Tennis Betting Tips – Djokovic Set For Sixth Australian Open Crown

After a fortnight of intense heat, gruelling battles and victory being snatched from the jaws of despair (and that’s just Nigel Sears), the final of the men’s singles at the Australian Open is just around the corner.

Fittingly, the world’s top two players will duke it out for the trophy and early season bragging rights, and for Andy Murray you sense the opportunity to defeat Novak Djokovic in a major final on a hard court is quite a big deal.

The Numbers Game

No discussion of a Djokovic/Murray clash would be complete without reference to those rather damning head-to-head statistics: of their 30 previous meetings, Djokovic has won 21. Already this sets the likelihood of winning percentages at 68% for the Serb and 32% for Murray.
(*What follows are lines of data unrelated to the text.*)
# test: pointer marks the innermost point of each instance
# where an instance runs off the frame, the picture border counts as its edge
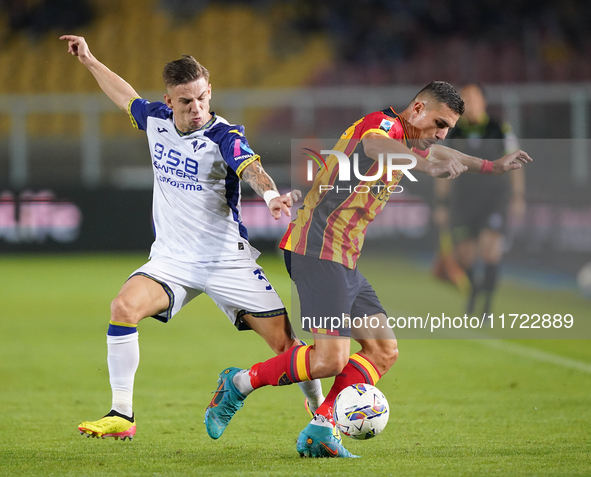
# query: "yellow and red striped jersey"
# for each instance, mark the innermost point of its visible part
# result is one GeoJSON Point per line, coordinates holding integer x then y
{"type": "Point", "coordinates": [332, 222]}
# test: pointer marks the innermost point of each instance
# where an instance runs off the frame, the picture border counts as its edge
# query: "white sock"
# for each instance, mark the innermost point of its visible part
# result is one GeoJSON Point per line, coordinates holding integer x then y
{"type": "Point", "coordinates": [123, 358]}
{"type": "Point", "coordinates": [313, 392]}
{"type": "Point", "coordinates": [242, 382]}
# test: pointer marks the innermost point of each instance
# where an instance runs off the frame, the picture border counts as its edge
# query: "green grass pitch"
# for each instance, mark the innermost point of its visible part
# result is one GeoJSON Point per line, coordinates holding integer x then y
{"type": "Point", "coordinates": [458, 407]}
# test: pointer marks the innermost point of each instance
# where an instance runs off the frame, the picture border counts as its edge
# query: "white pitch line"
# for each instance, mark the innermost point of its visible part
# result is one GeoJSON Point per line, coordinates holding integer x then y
{"type": "Point", "coordinates": [537, 355]}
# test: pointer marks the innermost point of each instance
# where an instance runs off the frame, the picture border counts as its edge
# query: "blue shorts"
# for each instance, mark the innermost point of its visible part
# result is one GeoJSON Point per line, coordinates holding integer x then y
{"type": "Point", "coordinates": [334, 299]}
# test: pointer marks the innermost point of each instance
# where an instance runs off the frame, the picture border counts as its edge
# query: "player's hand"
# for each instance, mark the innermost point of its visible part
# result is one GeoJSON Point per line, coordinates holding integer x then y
{"type": "Point", "coordinates": [283, 203]}
{"type": "Point", "coordinates": [450, 168]}
{"type": "Point", "coordinates": [77, 46]}
{"type": "Point", "coordinates": [510, 162]}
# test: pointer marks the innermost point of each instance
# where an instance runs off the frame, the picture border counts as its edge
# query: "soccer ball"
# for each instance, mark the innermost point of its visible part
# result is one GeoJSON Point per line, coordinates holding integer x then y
{"type": "Point", "coordinates": [584, 280]}
{"type": "Point", "coordinates": [361, 411]}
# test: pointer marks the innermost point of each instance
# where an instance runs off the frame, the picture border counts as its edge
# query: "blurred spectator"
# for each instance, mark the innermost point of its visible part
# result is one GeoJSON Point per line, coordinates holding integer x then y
{"type": "Point", "coordinates": [475, 208]}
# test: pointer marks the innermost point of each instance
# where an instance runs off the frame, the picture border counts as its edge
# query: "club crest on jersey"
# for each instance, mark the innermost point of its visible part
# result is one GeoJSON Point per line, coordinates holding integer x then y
{"type": "Point", "coordinates": [386, 125]}
{"type": "Point", "coordinates": [197, 144]}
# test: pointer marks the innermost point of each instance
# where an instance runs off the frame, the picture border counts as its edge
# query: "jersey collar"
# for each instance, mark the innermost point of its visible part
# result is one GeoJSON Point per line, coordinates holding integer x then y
{"type": "Point", "coordinates": [205, 126]}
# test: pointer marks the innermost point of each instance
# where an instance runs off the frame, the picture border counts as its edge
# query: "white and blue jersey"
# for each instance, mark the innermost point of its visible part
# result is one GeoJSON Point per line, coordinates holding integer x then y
{"type": "Point", "coordinates": [196, 208]}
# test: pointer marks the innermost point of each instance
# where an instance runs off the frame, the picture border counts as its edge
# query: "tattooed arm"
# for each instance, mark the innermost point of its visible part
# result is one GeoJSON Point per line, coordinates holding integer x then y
{"type": "Point", "coordinates": [261, 182]}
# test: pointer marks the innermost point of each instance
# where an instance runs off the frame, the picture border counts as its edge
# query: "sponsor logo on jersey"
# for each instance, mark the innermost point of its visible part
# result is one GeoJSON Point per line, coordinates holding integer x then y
{"type": "Point", "coordinates": [197, 144]}
{"type": "Point", "coordinates": [239, 146]}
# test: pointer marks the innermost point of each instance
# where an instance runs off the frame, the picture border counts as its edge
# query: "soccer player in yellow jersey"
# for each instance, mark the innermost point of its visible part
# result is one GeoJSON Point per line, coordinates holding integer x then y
{"type": "Point", "coordinates": [322, 245]}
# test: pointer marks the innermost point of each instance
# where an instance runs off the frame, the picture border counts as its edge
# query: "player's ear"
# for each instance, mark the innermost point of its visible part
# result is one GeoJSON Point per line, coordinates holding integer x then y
{"type": "Point", "coordinates": [419, 107]}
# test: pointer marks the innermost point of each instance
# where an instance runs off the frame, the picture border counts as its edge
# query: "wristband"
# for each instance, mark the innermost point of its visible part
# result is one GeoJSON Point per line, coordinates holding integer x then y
{"type": "Point", "coordinates": [486, 167]}
{"type": "Point", "coordinates": [269, 195]}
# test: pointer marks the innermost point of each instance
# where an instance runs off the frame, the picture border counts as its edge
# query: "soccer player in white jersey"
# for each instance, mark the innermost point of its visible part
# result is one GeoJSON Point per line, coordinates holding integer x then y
{"type": "Point", "coordinates": [201, 245]}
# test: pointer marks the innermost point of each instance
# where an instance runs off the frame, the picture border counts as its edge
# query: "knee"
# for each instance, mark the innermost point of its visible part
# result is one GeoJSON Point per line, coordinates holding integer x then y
{"type": "Point", "coordinates": [330, 365]}
{"type": "Point", "coordinates": [280, 346]}
{"type": "Point", "coordinates": [123, 311]}
{"type": "Point", "coordinates": [384, 355]}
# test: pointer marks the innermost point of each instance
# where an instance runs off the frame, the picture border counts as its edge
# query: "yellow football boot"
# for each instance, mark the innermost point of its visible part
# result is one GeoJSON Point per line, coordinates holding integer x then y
{"type": "Point", "coordinates": [113, 424]}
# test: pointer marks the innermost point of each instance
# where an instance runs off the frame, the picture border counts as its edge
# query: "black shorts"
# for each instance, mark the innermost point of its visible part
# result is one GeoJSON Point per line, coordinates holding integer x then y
{"type": "Point", "coordinates": [333, 298]}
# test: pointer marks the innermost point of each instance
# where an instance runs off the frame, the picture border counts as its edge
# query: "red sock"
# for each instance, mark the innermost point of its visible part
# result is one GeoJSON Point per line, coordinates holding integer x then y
{"type": "Point", "coordinates": [358, 370]}
{"type": "Point", "coordinates": [293, 366]}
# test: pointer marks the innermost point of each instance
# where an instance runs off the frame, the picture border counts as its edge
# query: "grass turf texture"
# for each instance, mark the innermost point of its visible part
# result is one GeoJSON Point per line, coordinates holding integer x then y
{"type": "Point", "coordinates": [458, 407]}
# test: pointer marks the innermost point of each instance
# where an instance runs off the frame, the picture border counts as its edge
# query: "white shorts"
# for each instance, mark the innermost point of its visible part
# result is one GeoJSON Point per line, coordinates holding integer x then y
{"type": "Point", "coordinates": [237, 287]}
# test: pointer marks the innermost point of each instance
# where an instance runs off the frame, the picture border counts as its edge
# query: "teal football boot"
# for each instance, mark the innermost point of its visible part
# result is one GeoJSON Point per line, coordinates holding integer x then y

But now let’s factor in the meetings that really count: those hard court clashes that have taken place in the last two years. Here Djokovic holds a 9-1 lead, and in sets that translates to 22-3 in favour of the world number one. Yes, you read that right: Andy Murray has won just three sets in his last ten matches on hard courts against Djokovic.
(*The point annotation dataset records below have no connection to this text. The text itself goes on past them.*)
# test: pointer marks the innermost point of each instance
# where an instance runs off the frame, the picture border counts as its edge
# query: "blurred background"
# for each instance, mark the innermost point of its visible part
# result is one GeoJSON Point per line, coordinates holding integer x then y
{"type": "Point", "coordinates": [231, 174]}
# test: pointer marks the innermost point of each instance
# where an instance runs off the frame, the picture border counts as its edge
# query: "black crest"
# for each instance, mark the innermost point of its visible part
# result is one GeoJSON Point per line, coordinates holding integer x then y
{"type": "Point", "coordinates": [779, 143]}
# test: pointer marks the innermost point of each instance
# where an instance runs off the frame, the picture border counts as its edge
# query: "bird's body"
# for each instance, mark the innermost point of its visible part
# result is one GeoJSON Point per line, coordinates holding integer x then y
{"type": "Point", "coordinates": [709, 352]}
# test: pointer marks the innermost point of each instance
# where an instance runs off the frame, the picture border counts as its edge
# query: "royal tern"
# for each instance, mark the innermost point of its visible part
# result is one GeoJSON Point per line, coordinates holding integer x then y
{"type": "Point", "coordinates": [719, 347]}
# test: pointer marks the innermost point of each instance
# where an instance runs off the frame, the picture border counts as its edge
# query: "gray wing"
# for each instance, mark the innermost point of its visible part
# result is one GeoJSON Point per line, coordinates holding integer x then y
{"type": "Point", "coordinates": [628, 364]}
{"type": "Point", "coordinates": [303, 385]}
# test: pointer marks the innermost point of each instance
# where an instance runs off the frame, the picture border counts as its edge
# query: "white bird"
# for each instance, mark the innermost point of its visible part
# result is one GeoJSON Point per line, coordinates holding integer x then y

Of their career Grand Slam matches on hard courts the record reads 5-1 to Djokovic, with a set score of 17-8 in his favour. Whichever way you tweak the numbers, it doesn’t look good for the Scot, and highlights why the Serb has been priced as short as 1/5 to claim his eleventh Grand Slam title – bringing him level with Bjorn Bjorg and Rod Laver.

So does Murray stand any chance?

Pundits will point to Djokovic’s last 16 clash with Gilles Simon here that went all the way to a fifth set as some kind of sign that the Serb is vulnerable, but let’s look at the bigger picture for a moment: he looked in trouble against Feliciano Lopez at the US Open but powered through (and won the tournament no less), and likewise against Kevin Anderson at Wimbledon last summer. A Djokovic wobble is common, but in his other five matches at this tournament he has dropped just one set; which came in that shellacking of Roger Federer in the semi-final.

Murray, meanwhile, has dropped four sets in six matches, and while nobody is questioning his temperament and will to win, the stats suggest he hasn’t quite been at his best here – not surprising given all of the off-court distractions in his life at the moment.

The world number two has served the fourth highest amount of double faults of any player in the tournament, and has won just 57% of points on his second serve. This is a worry as Djokovic is the tournament leader in second serve return points won – and this is likely to be an area which the number one seed attacks.

We can’t let there be a complete whitewash of negativity against Murray though. This pair have met four times at the Australian Open alone: and yes Djokovic has won all of them.

But Murray has won at least one set in three of those four, and so this forms the basis of a betting tip that has some value and should act as consolation for Murray fans: back the Scot with a +2.5 Set Handicap.